Di Filippo F, Giannarelli D, Bouteille C, Bernet L, Cano R, Cunnick G, Sapino A
Regina Elena National Cancer Institute, Via Elio Chianesi 53, 00134, Rome, Italy.
Clinique Mutualiste, Saint Etienne, France.
J Exp Clin Cancer Res. 2015 Nov 4;34:136. doi: 10.1186/s13046-015-0246-2.
Tumor-positive sentinel node(SLN) biopsy results in a risk of nonsentinel node metastases in case of micro and macro metastases ranging from 20 to 50 %, respectively. Therefore, most patients underwent unnecessary axillary lymph node dissections. Thus, the development of a mathematical model for predicting patient-specific risk of non sentinel node(NSLN) metastases is strongly warranted.
The following parameters were recorded:
hospital, age, medical record number Bio-pathological: tumor (T) size, grading (G), multifocality, histological type, LVI, ER-PR status, HER-2, ki67, molecular classification (luminal A, luminal B, HER2 like, triple negative) Sentinel and nonsentinel lymph node related: number of removed SLNs, number of positive and negative SLNs, copy number of positive sentinel nodes, ratio: number of positive SLNs to number of removed SLNs, number of removed and number of positive nodes after ALND. A total of 2460 patients have been included in the database. All the patients have been provided by the authors of this paper.
Multivariate logistic regression analysis demonstrated that only the number of a CK19 mRNA copies (p < 0.0001), T size (p < 0.0001) and LVI (p < 0.0001) were associated with NSN metastases. The discrimination of the model, quantified with the area under the receiver operating characteristics curve, was 0.71 (95 %, C.I. 0.69-0.73), thus confirming a good level of reliability.
The nomogram may be employed by the surgeon as a decision making tool on whether to perform an intraoperative axillary lymph node dissection on breast cancer patients with SLN positive. The large population employed and the standardized method of measuring the value of CK19 mRNA copies are appropiate prerequisites for a reliable nomogram.
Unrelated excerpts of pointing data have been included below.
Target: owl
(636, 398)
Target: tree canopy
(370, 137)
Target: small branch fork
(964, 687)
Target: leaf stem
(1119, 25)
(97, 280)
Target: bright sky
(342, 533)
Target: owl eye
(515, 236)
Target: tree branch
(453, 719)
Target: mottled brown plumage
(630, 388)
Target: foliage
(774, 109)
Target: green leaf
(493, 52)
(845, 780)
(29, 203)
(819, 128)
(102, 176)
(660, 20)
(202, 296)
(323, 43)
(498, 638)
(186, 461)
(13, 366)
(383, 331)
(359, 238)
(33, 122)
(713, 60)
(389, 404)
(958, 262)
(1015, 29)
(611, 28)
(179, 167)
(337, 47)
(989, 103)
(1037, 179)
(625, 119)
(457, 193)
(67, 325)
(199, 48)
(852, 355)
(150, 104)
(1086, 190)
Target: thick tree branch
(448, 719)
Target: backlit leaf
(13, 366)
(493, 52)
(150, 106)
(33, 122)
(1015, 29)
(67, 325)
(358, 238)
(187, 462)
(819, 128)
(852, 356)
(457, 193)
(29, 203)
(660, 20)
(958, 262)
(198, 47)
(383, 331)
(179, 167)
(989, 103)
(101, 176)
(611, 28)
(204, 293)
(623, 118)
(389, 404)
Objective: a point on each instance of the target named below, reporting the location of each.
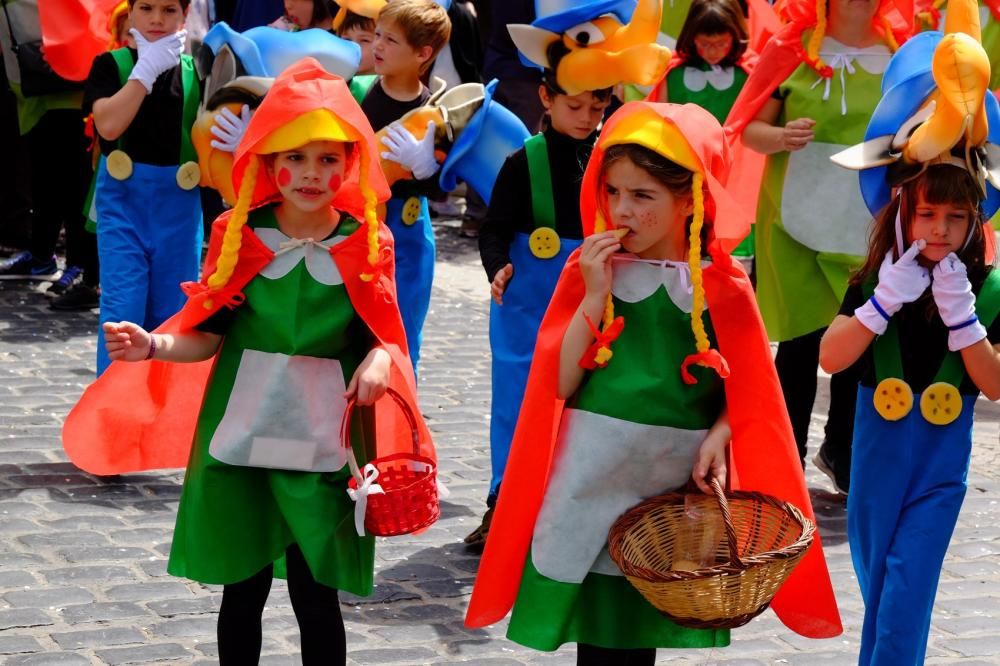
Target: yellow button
(893, 399)
(119, 165)
(411, 211)
(544, 243)
(941, 403)
(188, 175)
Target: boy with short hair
(408, 36)
(149, 222)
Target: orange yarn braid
(371, 219)
(233, 237)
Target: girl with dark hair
(711, 61)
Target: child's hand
(126, 341)
(157, 57)
(500, 280)
(416, 156)
(797, 134)
(956, 303)
(899, 282)
(371, 379)
(595, 262)
(228, 128)
(711, 460)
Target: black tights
(316, 606)
(592, 655)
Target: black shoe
(22, 266)
(77, 297)
(70, 275)
(476, 541)
(825, 465)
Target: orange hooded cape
(779, 57)
(763, 453)
(74, 32)
(140, 416)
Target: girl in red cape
(296, 314)
(590, 442)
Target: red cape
(140, 416)
(74, 32)
(763, 453)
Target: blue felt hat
(906, 84)
(492, 134)
(264, 51)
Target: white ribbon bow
(842, 62)
(366, 487)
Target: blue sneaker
(22, 266)
(70, 275)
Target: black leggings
(592, 655)
(316, 606)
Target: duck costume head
(936, 108)
(690, 137)
(594, 45)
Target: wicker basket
(755, 541)
(399, 493)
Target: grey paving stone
(23, 617)
(98, 638)
(413, 655)
(17, 644)
(49, 659)
(48, 597)
(102, 612)
(144, 654)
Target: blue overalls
(410, 223)
(908, 480)
(538, 260)
(149, 230)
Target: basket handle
(345, 426)
(727, 520)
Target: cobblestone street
(82, 559)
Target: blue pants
(513, 329)
(415, 251)
(149, 235)
(907, 486)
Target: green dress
(632, 432)
(812, 223)
(234, 520)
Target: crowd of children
(629, 349)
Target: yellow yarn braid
(890, 39)
(694, 261)
(371, 218)
(816, 39)
(229, 254)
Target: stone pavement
(82, 560)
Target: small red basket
(397, 494)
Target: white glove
(956, 303)
(414, 156)
(157, 57)
(898, 283)
(229, 128)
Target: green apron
(812, 224)
(235, 520)
(632, 432)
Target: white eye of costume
(585, 34)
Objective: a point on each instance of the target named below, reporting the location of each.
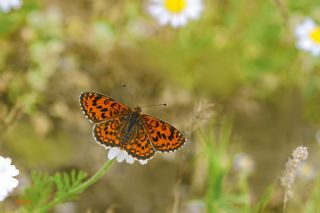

肿瘤阳性前哨淋巴结(SLN)活检结果显示,若存在微转移和宏转移,非前哨淋巴结转移风险分别为20%至50%。因此,大多数患者接受了不必要的腋窝淋巴结清扫术。因此,强烈需要开发一种数学模型来预测患者特异性的非前哨淋巴结(NSLN)转移风险。
记录了以下参数:
医院、年龄、病历号
肿瘤(T)大小、分级(G)、多灶性、组织学类型、淋巴管浸润(LVI)、雌激素受体-孕激素受体(ER-PR)状态、人表皮生长因子受体2(HER-2)、Ki67、分子分类(腔面A型、腔面B型、HER2过表达型、三阴性)
切除的前哨淋巴结数量、阳性和阴性前哨淋巴结数量、阳性前哨淋巴结的拷贝数、比率:阳性前哨淋巴结数量与切除的前哨淋巴结数量之比、腋窝淋巴结清扫术后切除的淋巴结数量和阳性淋巴结数量。数据库共纳入2460例患者。所有患者均由本文作者提供。
多因素逻辑回归分析表明,只有细胞角蛋白19(CK19)mRNA拷贝数(p<0.0001)、T大小(p<0.0001)和LVI(p<0.0001)与NSN转移相关。用受试者工作特征曲线下面积量化的模型鉴别力为0.71(95%置信区间0.69-0.73),从而证实了较高的可靠性水平。
该列线图可被外科医生用作决策工具,以决定是否对前哨淋巴结阳性的乳腺癌患者进行术中腋窝淋巴结清扫。纳入的大量人群以及测量CK19 mRNA拷贝数的标准化方法是可靠列线图的合适前提条件。